C’est-y que vous voudriez être embauchée ?
– Oui ; si l’on voulait de moi.
– Bien sûr qu’on voudra de vous ; on prend tout le monde ; sans ça ousqu’on trouverait les sept mille ouvriers qui travaillent dans les ateliers ; vous n’aurez qu’à vous présenter demain matin à six heures à la grille des shèdes. Mais assez causé, il ne faut pas que je sois en retard. »
Elle prit l’anse du panier d’un côté, Perrine la prit de l’autre et elles se mirent en marche d’un même pas, au milieu du chemin.
L’occasion qui s’offrait à Perrine d’apprendre ce qu’elle avait intérêt à savoir était trop favorable pour qu’elle ne la saisît pas ; mais comme elle ne pouvait pas interroger franchement cette jeune fille, il fallait que ses questions fussent adroites et que tout en ayant l’air de bavarder au hasard, elle ne demandât rien qui n’eût un but assez bien enveloppé pour qu’on ne pût pas le deviner.
« Est-ce que vous êtes née à Maraucourt ?
– Bien sûr que j’en suis native, et ma mère l’était aussi. mon père était de Picquigny.
– Vous les avez perdus ?
– Oui, je vis avec ma grand’mère qui tient un débit et une épicerie : Mme Françoise.
– Ah ! Mme Françoise !
– Vous la connaissez-t’y ?
– Non... je dis ah ! Mme Françoise.
– C’est qu’elle est bien connue dans le pays, pour son débit, et puis aussi parce que, comme elle a été la nourrice de M. Edmond Paindavoine, quand les gens veulent demander quelque chose à M. Vulfran Paindavoine, ils s’adressent à elle.
– Elle obtient ce qu’ils désirent ?
– Des fois oui, des fois non ; pas toujours commode M. Vulfran.
– Puisqu’elle a été la nourrice de M. Edmond Paindavoine, pourquoi ne s’adresse-t-elle pas à lui ?
– M. Edmond Paindavoine ! il a quitté le pays avant que je sois née ; on ne l’a jamais revu ; fâché avec son père, pour des affaires, quand il a été envoyé dans l’Inde où il devait acheter le jute... Mais si vous ne savez pas ce que c’est qu’une cannetière, vous ne devez pas connaître le jute ?
– Une herbe ?
– Un chanvre, un grand chanvre qu’on récolte aux Indes et qu’on file, qu’on tisse, qu’on teint dans les usines de Maraucourt ; c’est le jute qui a fait la fortune de M. Vulfran Paindavoine. Vous savez il n’a pas toujours été riche M. Vulfran : il a commencé par conduire lui-même sa charrette dans laquelle il portait le fil et rapportait les pièces de toile que tissaient les gens du pays chez eux, sur leurs métiers. Je vous dis ça parce qu’il ne s’en cache pas. »
Elle s’interrompit :
« Voulez-vous que nous changions de bras ?

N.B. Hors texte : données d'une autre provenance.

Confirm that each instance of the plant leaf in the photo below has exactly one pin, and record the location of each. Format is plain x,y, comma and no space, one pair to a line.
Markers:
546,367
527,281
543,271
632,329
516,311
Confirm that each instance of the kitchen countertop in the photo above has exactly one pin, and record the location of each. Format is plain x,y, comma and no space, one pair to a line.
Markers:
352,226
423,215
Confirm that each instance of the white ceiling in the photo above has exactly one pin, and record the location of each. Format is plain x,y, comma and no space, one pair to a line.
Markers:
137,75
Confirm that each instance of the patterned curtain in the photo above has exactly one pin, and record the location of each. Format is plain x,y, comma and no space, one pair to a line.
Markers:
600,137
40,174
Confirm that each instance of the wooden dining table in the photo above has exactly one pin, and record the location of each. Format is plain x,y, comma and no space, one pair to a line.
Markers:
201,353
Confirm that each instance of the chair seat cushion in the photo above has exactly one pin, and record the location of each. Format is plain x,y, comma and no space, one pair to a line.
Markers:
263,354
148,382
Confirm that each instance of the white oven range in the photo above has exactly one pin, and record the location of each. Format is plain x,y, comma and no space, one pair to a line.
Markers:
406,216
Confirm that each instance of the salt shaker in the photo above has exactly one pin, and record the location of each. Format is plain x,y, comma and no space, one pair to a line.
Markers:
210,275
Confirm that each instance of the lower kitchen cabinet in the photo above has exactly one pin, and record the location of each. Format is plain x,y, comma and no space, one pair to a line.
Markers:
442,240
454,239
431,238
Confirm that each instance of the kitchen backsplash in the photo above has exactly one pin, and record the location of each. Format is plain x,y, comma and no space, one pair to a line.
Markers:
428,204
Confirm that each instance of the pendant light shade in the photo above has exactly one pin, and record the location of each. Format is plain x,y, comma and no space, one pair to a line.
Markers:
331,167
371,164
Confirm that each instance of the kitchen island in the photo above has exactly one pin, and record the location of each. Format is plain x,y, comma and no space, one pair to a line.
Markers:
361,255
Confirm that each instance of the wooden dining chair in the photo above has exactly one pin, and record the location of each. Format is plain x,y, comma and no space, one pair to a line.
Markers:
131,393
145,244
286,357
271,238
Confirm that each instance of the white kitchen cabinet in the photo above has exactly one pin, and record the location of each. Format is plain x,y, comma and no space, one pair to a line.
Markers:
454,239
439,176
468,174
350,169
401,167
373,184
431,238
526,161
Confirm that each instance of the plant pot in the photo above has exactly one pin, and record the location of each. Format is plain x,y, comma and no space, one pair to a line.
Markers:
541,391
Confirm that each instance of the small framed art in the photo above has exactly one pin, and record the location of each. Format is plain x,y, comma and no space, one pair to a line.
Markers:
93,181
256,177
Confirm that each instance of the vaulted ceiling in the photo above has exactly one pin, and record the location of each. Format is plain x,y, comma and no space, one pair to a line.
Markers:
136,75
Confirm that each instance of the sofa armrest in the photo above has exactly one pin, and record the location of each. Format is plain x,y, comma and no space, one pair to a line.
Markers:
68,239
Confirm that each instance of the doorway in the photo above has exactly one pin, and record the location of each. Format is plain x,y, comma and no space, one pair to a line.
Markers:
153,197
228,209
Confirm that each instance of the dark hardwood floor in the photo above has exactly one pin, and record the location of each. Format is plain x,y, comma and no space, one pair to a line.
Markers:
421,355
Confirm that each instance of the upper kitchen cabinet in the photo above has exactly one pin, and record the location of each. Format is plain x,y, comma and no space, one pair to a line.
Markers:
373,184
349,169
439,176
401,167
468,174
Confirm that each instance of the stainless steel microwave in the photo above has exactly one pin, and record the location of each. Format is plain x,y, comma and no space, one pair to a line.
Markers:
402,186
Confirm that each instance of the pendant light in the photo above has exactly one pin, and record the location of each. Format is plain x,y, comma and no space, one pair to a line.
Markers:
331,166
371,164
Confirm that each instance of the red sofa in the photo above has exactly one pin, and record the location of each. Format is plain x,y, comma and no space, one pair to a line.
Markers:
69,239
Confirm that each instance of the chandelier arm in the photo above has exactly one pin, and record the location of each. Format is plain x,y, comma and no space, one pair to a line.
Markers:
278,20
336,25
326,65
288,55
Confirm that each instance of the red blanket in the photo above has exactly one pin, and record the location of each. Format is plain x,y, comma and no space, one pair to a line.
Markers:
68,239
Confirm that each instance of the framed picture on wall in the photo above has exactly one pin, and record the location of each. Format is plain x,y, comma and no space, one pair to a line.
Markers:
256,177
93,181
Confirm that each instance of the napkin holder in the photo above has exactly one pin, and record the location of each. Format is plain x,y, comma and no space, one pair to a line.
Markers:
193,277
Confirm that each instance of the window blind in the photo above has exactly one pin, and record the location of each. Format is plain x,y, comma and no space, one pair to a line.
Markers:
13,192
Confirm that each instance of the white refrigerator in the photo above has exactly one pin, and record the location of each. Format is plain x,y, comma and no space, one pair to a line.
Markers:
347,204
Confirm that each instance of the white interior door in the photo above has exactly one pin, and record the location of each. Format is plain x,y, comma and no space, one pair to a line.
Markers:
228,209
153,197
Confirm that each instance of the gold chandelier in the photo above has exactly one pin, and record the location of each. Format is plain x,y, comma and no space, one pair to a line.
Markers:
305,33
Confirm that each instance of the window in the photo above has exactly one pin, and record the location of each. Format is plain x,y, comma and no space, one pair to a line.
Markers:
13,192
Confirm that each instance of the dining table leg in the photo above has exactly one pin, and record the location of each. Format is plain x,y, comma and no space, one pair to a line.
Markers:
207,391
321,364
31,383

– Si vous voulez, mademoiselle... Comment vous appelez-vous ?
– Rosalie.
– Si vous voulez, mademoiselle Rosalie.
– Et vous, comment que vous vous nommez ? »
Perrine ne voulut pas dire son vrai nom, et elle en prit un au hasard :
« Aurélie.
– Changeons donc de bras, mademoiselle Aurélie ? »
Quand, après un court repos, elles reprirent leur marche cadencée, Perrine revint tout de suite à ce qui l’intéressait :
« Vous disiez que M. Edmond Paindavoine était parti fâché avec son père.
– Et quand il a été dans l’Inde ils se sont fâchés bien plus fort encore, parce que M. Edmond se serait marié là-bas avec une fille du pays par un mariage qui ne compte pas, tandis qu’ici M. Vulfran voulait lui faire épouser une demoiselle qui était de la plus grande famille de toute la Picardie ; c’est pour ce mariage, pour établir son fils et sa bru, que M. Vulfran a construit son château qui a coûté des millions et des millions. Malgré tout, M. Edmond n’a pas voulu se séparer de sa femme de là-bas pour prendre la demoiselle d’ici et ils se sont fâchés tout à fait, si bien que maintenant on ne sait seulement pas si M. Edmond est vivant, ou s’il est mort. Il y en a qui disent d’un sens, d’autres qui disent le contraire ; mais on ne sait rien puisqu’on est sans nouvelles de lui depuis des années et des années... à ce qu’on raconte, car M. Vulfran n’en parle à personne et ses neveux n’en parlent pas non plus.
– Il a des neveux M. Vulfran ?
– M. Théodore Paindavoine, le fils de son frère, et M. Casimir Bretoneux, le fils de sa sœur qu’il a pris avec lui pour l’aider. Si M. Edmond ne revient pas, la fortune et toutes les usines de M.